The lyophilized culture medium was dissolved in 5 ml of water and passed through an RP18 cartridge (500 mg; Merck no. 1.19849.001). DCAX remained stable in this solution when stored at 4°C. Reversed-phase HPLC was carried with a Spherisorb C8 column (125 by 4.6 mm in diameter) connected to a C8 guard column (28 by 4.6 mm in diameter) (particle size, 5 μm; Bischoff). The eluent was formed between solvent A (water) and solvent B (89.4% acetonitrile and 0.6% methanol in water) according to the following program (1 min 10% B, 2 min 10% B, 5 min 20% B, 8 min 40% B, 13 min 45% B, 15 min 50% B, 20 min 60% B, 24 min 100% B, 28 min 100% B, and 30 min 0% B) at a flow rate of 0.6 ml/min. The column had been calibrated for analysis with the following authentic samples: N-(3,4-dichlorophenyl)glucoside (retention time [Rt], 10.4 min), N-(3,4-dichlorophenyl)-α-ketoglutaryl-δ-amide (DCAKGA; Rt, 12.1 to 13.7 min), N-(3,4-dichlorophenyl)-succinamide (DCASA; Rt, 15.7 to 16.2 min), N-(3,4-dichlorophenyl)-succinimide (DCASI; Rt, 19.5 to 21.2 min), N-(3,4-dichlorophenyl)-acetanilide (Rt, 22.1 to 22.2 min), and free 3,4-dichloroaniline (DCA; Rt, 22.6 to 22.9 min).
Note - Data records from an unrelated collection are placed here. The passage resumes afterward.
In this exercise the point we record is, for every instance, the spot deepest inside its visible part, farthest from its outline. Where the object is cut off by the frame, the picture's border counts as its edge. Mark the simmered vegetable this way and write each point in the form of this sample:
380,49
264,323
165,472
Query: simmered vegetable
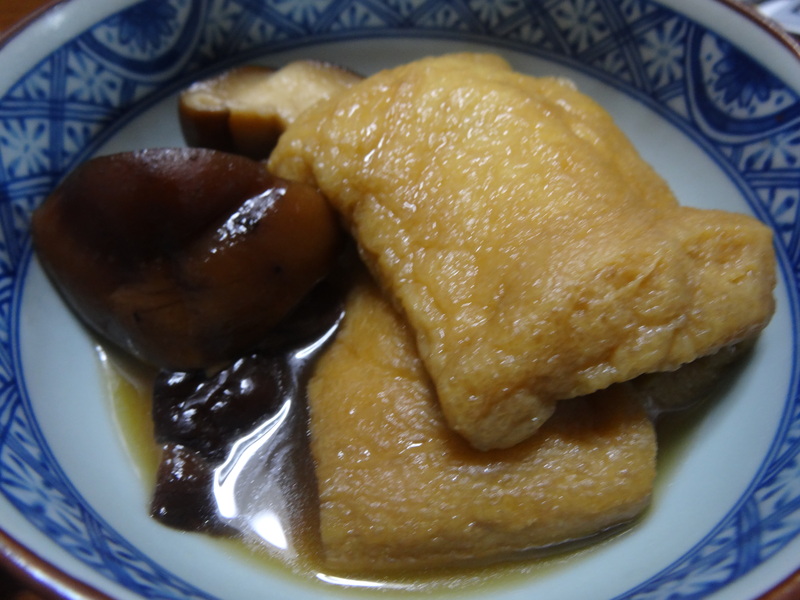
245,110
183,257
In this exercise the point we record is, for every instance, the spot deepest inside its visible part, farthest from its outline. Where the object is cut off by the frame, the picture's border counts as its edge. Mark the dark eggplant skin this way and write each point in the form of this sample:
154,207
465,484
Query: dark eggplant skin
183,257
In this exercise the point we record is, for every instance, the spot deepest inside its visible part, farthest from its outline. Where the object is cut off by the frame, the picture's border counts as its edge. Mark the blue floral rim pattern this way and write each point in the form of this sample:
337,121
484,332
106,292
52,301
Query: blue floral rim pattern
61,110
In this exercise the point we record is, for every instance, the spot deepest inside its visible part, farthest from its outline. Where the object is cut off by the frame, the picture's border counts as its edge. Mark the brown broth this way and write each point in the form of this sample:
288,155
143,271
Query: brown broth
129,385
279,525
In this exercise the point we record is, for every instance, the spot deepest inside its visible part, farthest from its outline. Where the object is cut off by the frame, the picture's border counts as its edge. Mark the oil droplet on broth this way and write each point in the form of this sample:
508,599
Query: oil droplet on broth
266,492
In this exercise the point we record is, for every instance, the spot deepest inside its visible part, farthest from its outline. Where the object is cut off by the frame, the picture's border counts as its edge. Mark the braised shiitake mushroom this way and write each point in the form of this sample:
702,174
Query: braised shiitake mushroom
245,109
183,257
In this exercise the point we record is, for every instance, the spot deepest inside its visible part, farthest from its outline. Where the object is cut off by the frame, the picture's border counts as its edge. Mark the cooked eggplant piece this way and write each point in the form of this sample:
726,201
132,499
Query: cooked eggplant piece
184,257
245,110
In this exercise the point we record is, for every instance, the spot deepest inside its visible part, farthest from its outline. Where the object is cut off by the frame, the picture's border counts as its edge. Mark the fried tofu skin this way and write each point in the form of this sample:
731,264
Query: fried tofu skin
400,489
535,255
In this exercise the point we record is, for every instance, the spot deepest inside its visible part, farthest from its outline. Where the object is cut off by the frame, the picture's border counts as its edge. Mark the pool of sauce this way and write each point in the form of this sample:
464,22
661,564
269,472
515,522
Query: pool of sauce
255,484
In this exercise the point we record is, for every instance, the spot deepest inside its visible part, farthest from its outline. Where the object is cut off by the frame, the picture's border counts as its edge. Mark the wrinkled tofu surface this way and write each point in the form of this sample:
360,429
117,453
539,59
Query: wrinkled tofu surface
535,255
400,489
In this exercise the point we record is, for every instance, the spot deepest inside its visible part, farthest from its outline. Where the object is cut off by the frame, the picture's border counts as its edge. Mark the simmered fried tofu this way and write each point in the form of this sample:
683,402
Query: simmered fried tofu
535,255
400,489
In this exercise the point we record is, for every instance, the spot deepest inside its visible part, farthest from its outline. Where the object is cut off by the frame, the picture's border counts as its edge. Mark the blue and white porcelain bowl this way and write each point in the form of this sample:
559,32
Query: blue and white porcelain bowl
707,91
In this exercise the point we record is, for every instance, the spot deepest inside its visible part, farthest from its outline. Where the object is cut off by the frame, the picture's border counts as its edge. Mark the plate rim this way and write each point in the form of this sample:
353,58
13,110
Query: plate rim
48,578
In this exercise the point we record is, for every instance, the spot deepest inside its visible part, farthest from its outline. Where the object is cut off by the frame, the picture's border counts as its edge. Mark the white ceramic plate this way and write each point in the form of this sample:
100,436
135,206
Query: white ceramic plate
709,94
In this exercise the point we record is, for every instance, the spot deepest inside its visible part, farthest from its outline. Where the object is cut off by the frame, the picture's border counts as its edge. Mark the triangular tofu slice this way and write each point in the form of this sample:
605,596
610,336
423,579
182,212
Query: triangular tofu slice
535,255
399,489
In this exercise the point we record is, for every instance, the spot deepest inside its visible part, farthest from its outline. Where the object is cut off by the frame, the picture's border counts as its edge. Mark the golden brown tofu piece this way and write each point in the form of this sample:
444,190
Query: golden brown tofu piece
535,255
400,489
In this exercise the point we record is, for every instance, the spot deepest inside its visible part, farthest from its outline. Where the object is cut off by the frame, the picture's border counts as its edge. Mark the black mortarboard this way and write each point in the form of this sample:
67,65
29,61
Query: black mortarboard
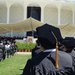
69,42
46,31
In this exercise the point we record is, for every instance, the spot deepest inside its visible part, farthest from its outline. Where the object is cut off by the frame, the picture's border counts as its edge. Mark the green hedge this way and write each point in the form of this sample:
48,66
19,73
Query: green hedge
25,46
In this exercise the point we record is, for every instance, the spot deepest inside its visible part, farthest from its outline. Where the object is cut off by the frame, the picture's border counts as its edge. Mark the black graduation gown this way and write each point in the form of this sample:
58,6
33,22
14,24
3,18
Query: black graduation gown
44,65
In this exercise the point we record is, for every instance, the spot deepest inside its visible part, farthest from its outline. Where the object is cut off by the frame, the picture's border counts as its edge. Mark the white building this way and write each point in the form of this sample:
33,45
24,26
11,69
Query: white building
55,12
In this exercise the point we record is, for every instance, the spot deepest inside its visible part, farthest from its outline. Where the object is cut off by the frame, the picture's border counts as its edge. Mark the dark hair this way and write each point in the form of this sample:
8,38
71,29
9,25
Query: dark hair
46,43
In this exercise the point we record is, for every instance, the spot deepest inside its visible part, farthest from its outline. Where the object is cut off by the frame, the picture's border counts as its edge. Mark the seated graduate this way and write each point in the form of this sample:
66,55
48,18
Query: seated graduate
36,50
45,62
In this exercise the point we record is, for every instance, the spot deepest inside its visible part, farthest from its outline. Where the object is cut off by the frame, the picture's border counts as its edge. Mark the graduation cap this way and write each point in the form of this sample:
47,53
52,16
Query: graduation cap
46,31
52,36
69,42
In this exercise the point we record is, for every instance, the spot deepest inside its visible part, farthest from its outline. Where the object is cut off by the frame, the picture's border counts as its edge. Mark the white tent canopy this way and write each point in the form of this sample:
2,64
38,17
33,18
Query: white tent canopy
26,25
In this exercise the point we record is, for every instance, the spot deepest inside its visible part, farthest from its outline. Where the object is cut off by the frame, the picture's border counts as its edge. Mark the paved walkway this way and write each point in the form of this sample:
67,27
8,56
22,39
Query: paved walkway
23,52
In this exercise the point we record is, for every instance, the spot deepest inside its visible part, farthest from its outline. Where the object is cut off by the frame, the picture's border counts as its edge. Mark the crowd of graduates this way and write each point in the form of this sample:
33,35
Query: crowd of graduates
7,47
54,55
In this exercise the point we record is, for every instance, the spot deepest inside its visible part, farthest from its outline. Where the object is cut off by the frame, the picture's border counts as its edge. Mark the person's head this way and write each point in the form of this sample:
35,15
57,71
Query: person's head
46,37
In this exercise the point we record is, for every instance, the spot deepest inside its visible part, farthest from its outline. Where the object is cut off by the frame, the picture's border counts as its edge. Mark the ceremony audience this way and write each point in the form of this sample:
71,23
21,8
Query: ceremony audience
45,62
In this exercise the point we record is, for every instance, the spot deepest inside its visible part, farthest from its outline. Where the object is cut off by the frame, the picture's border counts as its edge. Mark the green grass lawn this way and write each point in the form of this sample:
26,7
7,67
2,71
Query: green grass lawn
13,65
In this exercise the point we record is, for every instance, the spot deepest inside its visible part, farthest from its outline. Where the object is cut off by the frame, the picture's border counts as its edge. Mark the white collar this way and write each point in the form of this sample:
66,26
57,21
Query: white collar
50,50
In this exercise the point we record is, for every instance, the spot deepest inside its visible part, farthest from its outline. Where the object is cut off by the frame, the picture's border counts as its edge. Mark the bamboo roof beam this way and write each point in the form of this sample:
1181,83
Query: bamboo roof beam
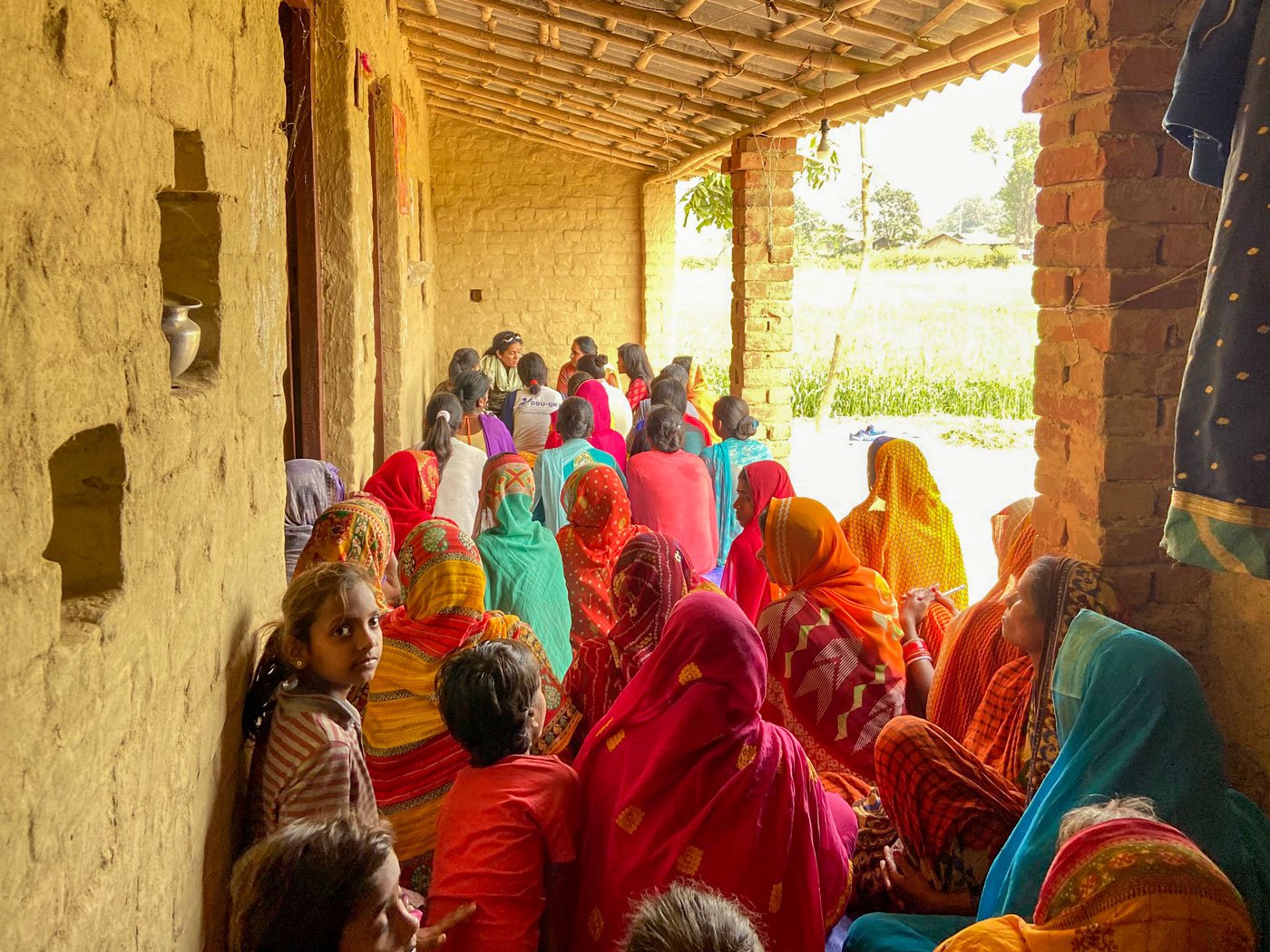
1018,32
727,38
650,145
619,91
584,63
510,127
586,99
For comparison, the Rt values of the authentic samples on a Spherisorb ODSII C18 column (125 by 4.6 mm in diameter; particle size, 5 μm; Knauer) without a precolumn were also determined for the same gradient as follows: for N-(3,4-dichlorophenyl)-glucoside, 11.3 min; for DCAKGA, 13.3 min; for DCASA, 14.6 min; for DCASI, 19.8 min; for N-(3,4-dichlorophenyl)-acetanilide, 20.7 min; and for free DCA, 22.0 min. The UV signal was detected at 250 nm (UV detector model 757; Applied Biosystems), and the radioactivity signal was monitored on-line with a solid yttrium glass scintillator (HPLC radioactivity detector model LB 505; Berthold, Wildbad, Germany). Samples of 500 μl of undiluted culture medium or the enriched DCAX solution (see above) were injected into the HPLC system.
Chemical syntheses.
N-(3,4-Dichlorophenyl)-acetanilide, DCASA, and N-(3,4-dichlorophenyl)-succinimide were synthesized essentially as described previously (2, 11, 28).
Synthesis of N-(3,4-dichlorophenyl)-α-ketoglutaryl-δ-amide.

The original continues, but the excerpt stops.